Perelman depicted the sell-off as a kind of financial housekeeping, framing it in terms decluttering guru Marie Kondo might appreciate. “I realized that for far too long, I have been holding onto too many things that I don’t use or even want,” he wrote. “I concluded that it’s time for me to clean house, simplify and give others the chance to enjoy some of the beautiful things that I’ve acquired.”
This spring he did some more cleaning, listing his massive Upper East Side townhouse for $60 million. The 10-bedroom property has not yet sold.

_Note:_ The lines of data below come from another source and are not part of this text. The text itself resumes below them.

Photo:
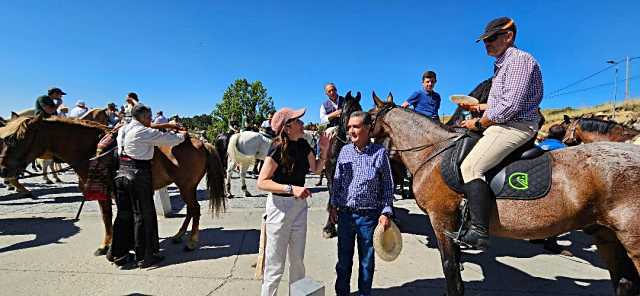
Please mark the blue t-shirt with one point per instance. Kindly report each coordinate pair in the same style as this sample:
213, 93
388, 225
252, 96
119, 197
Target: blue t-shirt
425, 103
551, 144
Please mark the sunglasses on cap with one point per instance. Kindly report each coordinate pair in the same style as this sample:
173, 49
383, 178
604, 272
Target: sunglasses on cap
494, 37
292, 121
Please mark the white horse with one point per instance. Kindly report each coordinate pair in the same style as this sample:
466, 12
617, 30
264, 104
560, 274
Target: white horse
244, 148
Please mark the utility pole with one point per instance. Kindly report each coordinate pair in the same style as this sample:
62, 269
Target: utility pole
627, 75
615, 88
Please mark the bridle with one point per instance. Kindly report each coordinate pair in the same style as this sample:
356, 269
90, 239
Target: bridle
570, 135
449, 141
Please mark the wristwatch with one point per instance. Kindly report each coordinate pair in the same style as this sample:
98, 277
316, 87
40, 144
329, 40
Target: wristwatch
289, 189
478, 125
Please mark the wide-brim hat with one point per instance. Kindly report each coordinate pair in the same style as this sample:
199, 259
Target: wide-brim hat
497, 25
283, 116
387, 243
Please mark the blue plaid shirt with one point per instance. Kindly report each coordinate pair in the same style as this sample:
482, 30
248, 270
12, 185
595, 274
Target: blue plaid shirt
363, 179
516, 89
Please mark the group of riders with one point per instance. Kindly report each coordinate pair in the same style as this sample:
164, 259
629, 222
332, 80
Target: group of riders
508, 119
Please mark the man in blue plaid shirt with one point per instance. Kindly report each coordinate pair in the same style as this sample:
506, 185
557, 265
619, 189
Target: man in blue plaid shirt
361, 197
511, 120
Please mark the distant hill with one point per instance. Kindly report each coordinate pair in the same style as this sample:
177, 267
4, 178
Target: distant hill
627, 113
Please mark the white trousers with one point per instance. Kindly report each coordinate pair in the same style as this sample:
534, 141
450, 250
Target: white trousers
286, 227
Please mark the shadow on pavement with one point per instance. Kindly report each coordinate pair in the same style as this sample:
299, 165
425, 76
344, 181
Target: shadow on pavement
214, 243
502, 279
46, 230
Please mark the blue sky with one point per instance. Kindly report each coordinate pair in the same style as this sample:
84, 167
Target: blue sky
181, 55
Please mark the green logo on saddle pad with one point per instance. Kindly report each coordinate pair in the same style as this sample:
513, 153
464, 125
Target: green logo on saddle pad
519, 181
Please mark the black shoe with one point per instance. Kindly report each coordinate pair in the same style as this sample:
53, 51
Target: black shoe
476, 238
148, 262
123, 260
473, 238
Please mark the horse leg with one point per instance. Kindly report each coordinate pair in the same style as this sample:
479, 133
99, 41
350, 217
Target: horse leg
450, 257
18, 187
194, 207
107, 221
243, 174
45, 169
230, 165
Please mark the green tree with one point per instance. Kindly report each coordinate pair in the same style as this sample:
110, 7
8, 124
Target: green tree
242, 102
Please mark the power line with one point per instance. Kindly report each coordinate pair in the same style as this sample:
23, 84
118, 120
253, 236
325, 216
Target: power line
581, 80
588, 88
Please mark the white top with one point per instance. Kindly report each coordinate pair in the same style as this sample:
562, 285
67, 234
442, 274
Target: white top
160, 119
77, 112
138, 141
324, 117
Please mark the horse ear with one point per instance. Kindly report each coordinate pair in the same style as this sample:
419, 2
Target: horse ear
377, 100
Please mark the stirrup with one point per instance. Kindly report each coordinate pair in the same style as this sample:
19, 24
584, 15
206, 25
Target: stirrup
457, 236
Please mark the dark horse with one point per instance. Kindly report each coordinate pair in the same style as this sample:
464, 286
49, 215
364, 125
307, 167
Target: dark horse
589, 130
185, 164
594, 187
351, 104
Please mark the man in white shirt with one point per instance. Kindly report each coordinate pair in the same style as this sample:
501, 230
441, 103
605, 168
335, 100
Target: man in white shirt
79, 110
136, 225
160, 118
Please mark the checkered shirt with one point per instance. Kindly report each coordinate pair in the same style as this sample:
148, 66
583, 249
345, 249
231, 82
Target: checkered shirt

Perelman made much of his fortune as an aggressive dealmaker in the 1980s. Family money helped. As a kid, he attended board meetings at his dad’s holding company, and they reportedly did their first deal together during Pereleman’s freshman year at the University of Pennsylvania, buying a brewery for $800,000. They more than doubled their money after selling the business a few years later.
His recent trajectory has been rocky, and some of Perelman’s assets have underperformed. Revlon’s share price, as one example, has fallen by two-thirds over the last five years, though the stock has risen during the past twelve months.
Forbes currently estimates Perelman’s net worth at $3.5 billion, down from $12.5 billion in 2017.
Perelman’s foundation had just over $1 million in assets at the end of 2018, according to the most recently available public filings. That year, its expenses and distributions exceeded revenue by roughly $450,000.
A spokesperson for Perelman declined to comment.